When the movie ended, Solara looked to my printer. I have a laptop with a scrubbed IP address, and that’s the one I use to print out new documents for our mock end specialization clients. The official U.S. government site I use to create the documents is monitored. But the fifty thousand illegal Russian mirror sites are not. Sitting in my printer tray was a fresh plug-in license for Katie Baker. She turned back to me.
“Is this stupid?” she asked.
“What?”
“All this stuff you’re doing for me. Is it stupid? We’re all gonna die soon anyway.”
“You’d be surprised at what people can live through and how much of it they can live through.”
“Do you have kids?”
“I had a son. He was killed by the insurgency.”
“So that’s why you became an end specialist.”
“No, I became an end specialist because I like it. What about you? Kids of your own?”
She placed a hand on her stomach and made a little circle.
I was floored. “Get the hell out of here,” I said.
“Fourteen weeks.”
“Who’s the father?”
“Some asshole who’ll never get to see what comes out of this body.” She sipped a Dr Pepper. “When I was in my thirties, I had abortions. Three of them. After the third the doctor told me I could never have kids again. That was my penalty for procrastinating, for being selfish. Then I got Skeleton Key, and the doctor forgot to tell me that all those little fancy robots would do me the added courtesy of repairing my mangled uterus. He never told me to start using birth control again. It’s funny what doctors decide to tell you and what they decide to keep from you.”

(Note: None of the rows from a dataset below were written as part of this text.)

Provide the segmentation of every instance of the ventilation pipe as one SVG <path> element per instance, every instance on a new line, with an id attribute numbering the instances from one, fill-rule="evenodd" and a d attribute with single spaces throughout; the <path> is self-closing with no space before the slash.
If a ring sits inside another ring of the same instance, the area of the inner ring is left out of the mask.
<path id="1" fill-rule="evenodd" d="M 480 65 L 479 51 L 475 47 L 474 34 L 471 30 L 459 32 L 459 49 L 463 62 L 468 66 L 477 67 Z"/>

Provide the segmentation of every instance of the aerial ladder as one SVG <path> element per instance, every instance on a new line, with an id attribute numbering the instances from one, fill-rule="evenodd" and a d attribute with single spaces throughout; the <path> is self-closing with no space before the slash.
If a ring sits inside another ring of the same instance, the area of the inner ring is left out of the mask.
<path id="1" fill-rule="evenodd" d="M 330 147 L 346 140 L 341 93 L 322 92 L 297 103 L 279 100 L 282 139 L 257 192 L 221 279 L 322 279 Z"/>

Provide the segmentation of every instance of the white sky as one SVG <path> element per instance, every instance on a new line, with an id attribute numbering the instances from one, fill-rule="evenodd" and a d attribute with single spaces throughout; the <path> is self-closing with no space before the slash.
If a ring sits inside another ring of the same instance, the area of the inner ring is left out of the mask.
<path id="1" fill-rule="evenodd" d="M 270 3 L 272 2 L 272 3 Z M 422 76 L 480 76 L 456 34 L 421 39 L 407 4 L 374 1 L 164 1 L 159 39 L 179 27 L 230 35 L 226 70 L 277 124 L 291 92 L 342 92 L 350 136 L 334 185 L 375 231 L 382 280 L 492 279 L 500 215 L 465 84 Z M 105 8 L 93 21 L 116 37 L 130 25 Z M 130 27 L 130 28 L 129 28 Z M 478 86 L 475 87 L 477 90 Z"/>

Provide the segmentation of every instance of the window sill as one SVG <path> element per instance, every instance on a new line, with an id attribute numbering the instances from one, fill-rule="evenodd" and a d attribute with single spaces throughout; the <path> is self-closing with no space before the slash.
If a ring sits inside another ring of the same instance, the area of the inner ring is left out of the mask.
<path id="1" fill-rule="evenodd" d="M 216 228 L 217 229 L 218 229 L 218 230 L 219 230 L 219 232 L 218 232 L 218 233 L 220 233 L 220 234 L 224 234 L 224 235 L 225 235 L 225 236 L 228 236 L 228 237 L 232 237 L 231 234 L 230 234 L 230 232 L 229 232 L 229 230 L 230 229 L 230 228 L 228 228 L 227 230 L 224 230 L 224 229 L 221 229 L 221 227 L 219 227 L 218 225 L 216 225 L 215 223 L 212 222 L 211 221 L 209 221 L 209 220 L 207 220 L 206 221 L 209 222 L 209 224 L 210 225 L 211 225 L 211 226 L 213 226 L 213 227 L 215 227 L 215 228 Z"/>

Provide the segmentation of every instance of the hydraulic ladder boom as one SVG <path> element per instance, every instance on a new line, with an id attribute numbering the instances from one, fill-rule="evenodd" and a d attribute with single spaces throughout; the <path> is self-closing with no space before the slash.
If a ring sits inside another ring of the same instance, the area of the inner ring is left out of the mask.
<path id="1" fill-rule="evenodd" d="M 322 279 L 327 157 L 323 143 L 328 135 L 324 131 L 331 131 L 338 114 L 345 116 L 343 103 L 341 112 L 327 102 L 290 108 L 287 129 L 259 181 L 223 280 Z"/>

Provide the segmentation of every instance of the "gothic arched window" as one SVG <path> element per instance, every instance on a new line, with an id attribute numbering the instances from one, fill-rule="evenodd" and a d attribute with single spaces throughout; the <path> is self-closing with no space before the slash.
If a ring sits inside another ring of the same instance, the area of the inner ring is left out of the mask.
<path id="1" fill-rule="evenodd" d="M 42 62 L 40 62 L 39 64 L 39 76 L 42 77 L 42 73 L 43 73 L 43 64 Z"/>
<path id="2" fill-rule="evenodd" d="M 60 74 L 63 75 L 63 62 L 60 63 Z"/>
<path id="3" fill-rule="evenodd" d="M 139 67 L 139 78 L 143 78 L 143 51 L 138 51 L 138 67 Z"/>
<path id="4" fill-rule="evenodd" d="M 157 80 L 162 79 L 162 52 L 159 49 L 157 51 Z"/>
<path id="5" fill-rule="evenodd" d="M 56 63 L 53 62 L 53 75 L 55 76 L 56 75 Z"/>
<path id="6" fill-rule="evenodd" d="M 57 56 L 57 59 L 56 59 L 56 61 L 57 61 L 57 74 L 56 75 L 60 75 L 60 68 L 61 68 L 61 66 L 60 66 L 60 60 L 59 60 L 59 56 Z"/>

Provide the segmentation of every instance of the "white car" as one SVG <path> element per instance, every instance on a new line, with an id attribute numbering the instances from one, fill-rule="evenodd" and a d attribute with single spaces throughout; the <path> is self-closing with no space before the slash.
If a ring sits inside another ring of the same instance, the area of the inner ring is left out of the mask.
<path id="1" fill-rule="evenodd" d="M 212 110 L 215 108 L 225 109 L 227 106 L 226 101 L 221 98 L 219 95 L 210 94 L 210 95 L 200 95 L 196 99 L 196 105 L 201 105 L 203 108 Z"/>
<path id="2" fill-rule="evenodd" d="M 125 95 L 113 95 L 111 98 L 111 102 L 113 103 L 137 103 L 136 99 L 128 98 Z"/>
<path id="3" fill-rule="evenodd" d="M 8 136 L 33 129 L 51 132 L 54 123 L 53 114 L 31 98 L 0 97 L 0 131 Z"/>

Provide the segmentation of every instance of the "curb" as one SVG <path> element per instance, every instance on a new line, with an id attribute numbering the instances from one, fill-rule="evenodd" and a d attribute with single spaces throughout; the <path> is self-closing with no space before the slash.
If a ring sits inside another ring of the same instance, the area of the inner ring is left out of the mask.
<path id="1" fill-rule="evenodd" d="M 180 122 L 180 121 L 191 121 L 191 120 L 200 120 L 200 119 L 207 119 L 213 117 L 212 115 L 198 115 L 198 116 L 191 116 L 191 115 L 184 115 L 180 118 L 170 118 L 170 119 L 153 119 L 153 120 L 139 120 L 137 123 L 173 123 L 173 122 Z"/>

I stared at her with huge eyes. “It’s a miracle.”
She glanced at the end credits of the movie. “No, it isn’t.”
DATE MODIFIED:
6/27/2079, 5:59 A.M.
“This is the next logical step”
Metro was down today. I walked the handful of miles underground, joined Ernie at the East Falls Church compound, and we set out in Big Bertha. On our way to Bethesda, we got stuck in the center of the American Legion Bridge, and I peered over the barrier down into the overflowing, toxic Potomac below. The little dock shanties jutted out into the wide path of gray sludge. I saw men in crude gondolas navigating the river with long paddles, there for God knows what reason. I saw bonfires sporadically lining the banks, with burnouts and addicts standing around the flames, content to stare. All of them were destitute, picked clean by gangs and left with nothing more to ransack. Reams of homeless men purporting to be Arctic War veterans wandered through the middle of traffic, eager to sell dandelions and any other colorful weeds they had found in the ground.